Fighting back against flu
Interview with
Every year, human strains of the flu circulate around the world. And as they go they subtly change their appearance. This means we need to update the vaccines we make so the immune system can still recognise them. So how do scientists know when and what to put into these vaccines? Chris Smith spoke with Derek Smith who advises the World Health Organisation on this topic; he’s based in the Zoology Department at the University of Cambridge...
Derek - It’s really remarkable global effort orchestrated by the World Health Organisation to do this. There are thousands of people around the world, in GP offices and in hospitals who see people who come in with respiratory diseases that look like they could be flu, take a throat swab and that swab is sent to the National Influenza Centre in that country.
The strains then are analysed to see if they really are flu. And if they are, they’re sent to one of five international WHO collaborating centres; Tokyo, one in Melbourne Australia, Beijing China, Atlanta in the US, and in the UK in London at the Crick Institute. There the strains are analysed in great detail in terms of how they differ from other viruses and how our immune systems will see them different.
Chris - When you say you’re analysing them, what are you looking for? How do you tell one strain of flu apart from another?

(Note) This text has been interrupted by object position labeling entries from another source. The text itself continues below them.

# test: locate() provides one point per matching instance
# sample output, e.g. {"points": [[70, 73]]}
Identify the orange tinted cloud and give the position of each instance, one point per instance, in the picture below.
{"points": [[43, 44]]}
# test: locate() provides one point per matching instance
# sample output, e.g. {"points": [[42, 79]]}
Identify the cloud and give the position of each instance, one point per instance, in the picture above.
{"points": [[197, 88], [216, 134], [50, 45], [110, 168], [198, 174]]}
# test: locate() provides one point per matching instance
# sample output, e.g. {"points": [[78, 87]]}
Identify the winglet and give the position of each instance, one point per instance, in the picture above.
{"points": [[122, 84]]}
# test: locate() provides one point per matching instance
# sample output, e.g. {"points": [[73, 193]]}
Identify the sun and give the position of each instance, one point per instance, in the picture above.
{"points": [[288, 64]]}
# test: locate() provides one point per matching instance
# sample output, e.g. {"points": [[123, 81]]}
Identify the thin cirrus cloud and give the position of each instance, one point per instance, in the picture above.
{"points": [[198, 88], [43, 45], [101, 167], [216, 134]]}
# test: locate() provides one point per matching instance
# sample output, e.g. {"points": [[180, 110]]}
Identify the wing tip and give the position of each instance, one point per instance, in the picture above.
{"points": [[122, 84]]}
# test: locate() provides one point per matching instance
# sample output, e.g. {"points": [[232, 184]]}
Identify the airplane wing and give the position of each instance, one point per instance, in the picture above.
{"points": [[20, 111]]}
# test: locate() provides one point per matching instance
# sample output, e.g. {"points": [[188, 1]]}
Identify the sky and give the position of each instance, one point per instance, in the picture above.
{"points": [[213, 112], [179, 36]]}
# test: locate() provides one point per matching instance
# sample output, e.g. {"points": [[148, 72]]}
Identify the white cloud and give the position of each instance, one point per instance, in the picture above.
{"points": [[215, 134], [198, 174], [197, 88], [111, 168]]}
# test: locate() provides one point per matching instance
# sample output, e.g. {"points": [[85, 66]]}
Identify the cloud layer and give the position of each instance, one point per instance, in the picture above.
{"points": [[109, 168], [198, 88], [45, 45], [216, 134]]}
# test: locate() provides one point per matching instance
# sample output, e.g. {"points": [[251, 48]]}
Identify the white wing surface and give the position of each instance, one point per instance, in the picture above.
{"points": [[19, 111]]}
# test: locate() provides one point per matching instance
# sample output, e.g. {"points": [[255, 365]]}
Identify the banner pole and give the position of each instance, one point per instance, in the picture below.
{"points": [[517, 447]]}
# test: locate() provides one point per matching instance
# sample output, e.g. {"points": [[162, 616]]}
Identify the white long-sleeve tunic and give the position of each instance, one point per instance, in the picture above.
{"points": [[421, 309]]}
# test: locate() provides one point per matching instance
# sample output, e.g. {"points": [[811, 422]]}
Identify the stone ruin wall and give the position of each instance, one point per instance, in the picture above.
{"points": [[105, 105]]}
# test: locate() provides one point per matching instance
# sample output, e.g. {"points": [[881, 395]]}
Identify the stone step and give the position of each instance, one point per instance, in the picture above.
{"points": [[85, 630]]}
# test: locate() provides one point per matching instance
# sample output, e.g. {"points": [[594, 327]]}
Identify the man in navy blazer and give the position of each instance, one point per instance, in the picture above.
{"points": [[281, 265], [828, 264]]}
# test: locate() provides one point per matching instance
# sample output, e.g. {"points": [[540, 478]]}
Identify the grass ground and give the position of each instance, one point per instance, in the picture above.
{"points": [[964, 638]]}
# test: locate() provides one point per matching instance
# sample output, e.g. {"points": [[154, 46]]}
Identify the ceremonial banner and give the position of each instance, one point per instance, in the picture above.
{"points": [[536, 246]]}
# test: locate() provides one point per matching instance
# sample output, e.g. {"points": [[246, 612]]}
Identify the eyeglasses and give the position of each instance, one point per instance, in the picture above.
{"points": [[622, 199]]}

Derek - This is the key question. First of all it is laboratory work to test whether or not strains of flu that are already in the vaccine will be protective against the new strains of flu that may be emerging across the world.
Chris - I see. So I send you let’s say a sample of flu that I got from Joe Bloggs and you’re asking does the vaccine produce antibodies in someone I give it to that if they met that virus tomorrow it would stop it?
Derek - That’s exactly right. And as well as this happening locally in over 130 countries worldwide, these five international centres coordinate this and do all the laboratory work. And then collaborate with our laboratory here at the University of Cambridge where we also look at them with mathematical and computational methods to track the evolution of these viruses for the purpose of keeping that vaccine strain updated.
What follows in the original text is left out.